Prepare the spice cake mix as directed, but replace eggs and oil with 1 can of pumpkin purée. Bake in a 9×13 pan at the instructed temperature for 25-30 minutes or until a toothpick comes out clean.
Let the cake cool fully—at least an hour or speed up by refrigerating for 30 minutes.
Break the cooled cake into fine crumbs using your hands until it resembles wet sand.
In a bowl, beat softened cream cheese, powdered sugar, vanilla, and pumpkin pie spice until smooth.
Mix the cream cheese mixture into the cake crumbs until it reaches a play-dough consistency. Roll into 1-inch balls and place on a parchment-lined baking sheet.

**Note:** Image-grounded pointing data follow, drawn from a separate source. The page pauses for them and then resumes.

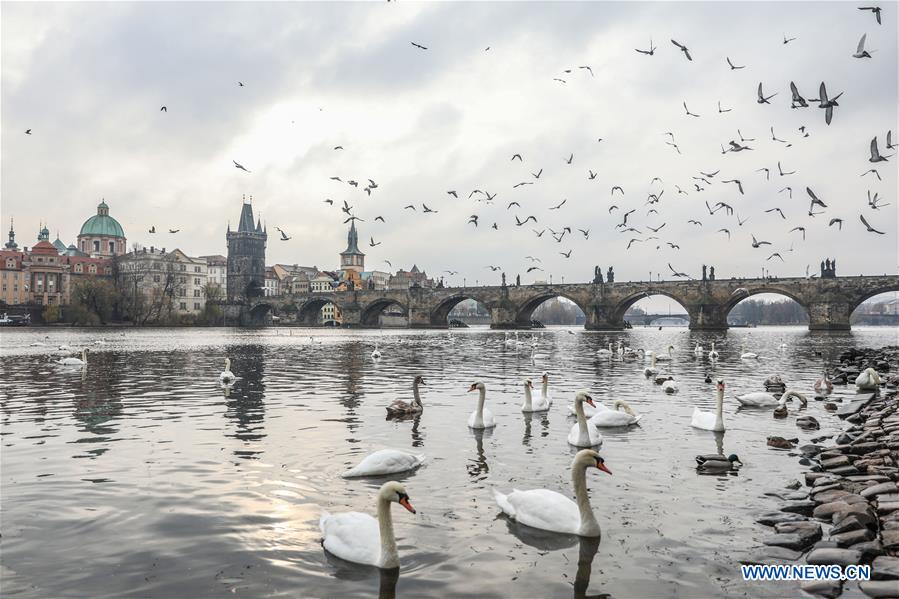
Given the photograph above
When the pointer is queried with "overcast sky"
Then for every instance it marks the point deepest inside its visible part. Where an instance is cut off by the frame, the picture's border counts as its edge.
(89, 81)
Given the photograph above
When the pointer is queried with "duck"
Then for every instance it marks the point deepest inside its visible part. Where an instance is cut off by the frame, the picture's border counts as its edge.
(651, 369)
(709, 421)
(359, 538)
(226, 377)
(583, 434)
(70, 361)
(717, 462)
(385, 461)
(606, 418)
(607, 353)
(552, 511)
(669, 386)
(824, 385)
(868, 380)
(541, 404)
(482, 417)
(666, 357)
(400, 407)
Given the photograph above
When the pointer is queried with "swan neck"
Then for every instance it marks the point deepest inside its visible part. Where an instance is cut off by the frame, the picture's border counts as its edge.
(589, 525)
(719, 411)
(389, 555)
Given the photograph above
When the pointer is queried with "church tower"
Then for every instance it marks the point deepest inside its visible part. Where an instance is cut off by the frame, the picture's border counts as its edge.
(351, 259)
(246, 256)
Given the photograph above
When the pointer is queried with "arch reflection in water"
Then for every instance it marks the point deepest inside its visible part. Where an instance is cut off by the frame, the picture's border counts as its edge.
(245, 404)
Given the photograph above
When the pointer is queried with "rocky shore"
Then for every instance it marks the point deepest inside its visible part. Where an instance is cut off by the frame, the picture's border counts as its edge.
(847, 511)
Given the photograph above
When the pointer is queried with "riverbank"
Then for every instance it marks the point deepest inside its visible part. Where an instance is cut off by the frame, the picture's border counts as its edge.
(849, 512)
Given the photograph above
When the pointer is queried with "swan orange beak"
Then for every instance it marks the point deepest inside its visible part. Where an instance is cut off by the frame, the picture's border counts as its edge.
(405, 503)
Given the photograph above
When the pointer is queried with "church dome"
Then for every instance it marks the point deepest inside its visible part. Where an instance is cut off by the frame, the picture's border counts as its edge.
(101, 224)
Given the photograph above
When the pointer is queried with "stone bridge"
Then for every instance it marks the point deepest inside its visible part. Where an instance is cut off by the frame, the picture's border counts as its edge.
(828, 301)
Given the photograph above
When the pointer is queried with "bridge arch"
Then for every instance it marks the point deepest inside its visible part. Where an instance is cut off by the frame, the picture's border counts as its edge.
(371, 313)
(621, 308)
(525, 312)
(737, 298)
(309, 312)
(440, 312)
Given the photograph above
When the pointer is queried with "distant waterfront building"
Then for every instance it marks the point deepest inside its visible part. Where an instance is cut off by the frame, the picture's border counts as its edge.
(101, 235)
(246, 256)
(217, 271)
(412, 278)
(173, 279)
(352, 261)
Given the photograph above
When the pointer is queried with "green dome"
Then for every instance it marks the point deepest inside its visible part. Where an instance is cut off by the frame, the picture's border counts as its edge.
(101, 224)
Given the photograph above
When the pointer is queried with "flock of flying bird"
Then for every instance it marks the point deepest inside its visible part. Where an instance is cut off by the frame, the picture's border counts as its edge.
(647, 233)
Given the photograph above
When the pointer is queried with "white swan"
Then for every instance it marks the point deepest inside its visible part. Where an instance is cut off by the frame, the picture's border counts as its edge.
(651, 369)
(359, 538)
(824, 385)
(400, 407)
(482, 417)
(75, 361)
(605, 417)
(868, 380)
(544, 389)
(709, 421)
(385, 461)
(541, 404)
(666, 358)
(760, 399)
(552, 511)
(226, 377)
(583, 434)
(669, 386)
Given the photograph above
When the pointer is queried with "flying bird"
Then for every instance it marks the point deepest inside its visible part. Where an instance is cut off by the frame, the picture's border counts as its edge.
(875, 154)
(875, 10)
(683, 49)
(860, 52)
(762, 99)
(869, 227)
(756, 243)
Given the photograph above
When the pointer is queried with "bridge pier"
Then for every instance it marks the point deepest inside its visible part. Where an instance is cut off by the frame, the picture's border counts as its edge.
(829, 316)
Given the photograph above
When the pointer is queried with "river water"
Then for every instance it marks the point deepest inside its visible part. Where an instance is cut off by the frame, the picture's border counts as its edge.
(137, 476)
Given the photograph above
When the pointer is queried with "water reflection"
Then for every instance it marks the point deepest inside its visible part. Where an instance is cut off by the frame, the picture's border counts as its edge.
(245, 404)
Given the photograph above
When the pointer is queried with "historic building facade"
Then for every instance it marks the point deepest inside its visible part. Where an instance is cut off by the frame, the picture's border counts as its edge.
(246, 257)
(101, 235)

Freeze the cake balls for 15-20 minutes until firm but not frozen solid.
Microwave white chocolate in 30-second intervals, stirring each time until smooth. If thick, add a little vegetable oil to thin it out.
Dip each lollipop stick tip into melted chocolate, then insert it halfway into a cake ball. Freeze for 5 more minutes to set.
Fully coat each pop in melted chocolate, letting excess drip off. Tap gently for a smooth finish. Add sprinkles before the coating sets.
Stand cake pops in a styrofoam block to dry for 30 minutes. If pops start slipping off sticks, chill them a few more minutes before continuing.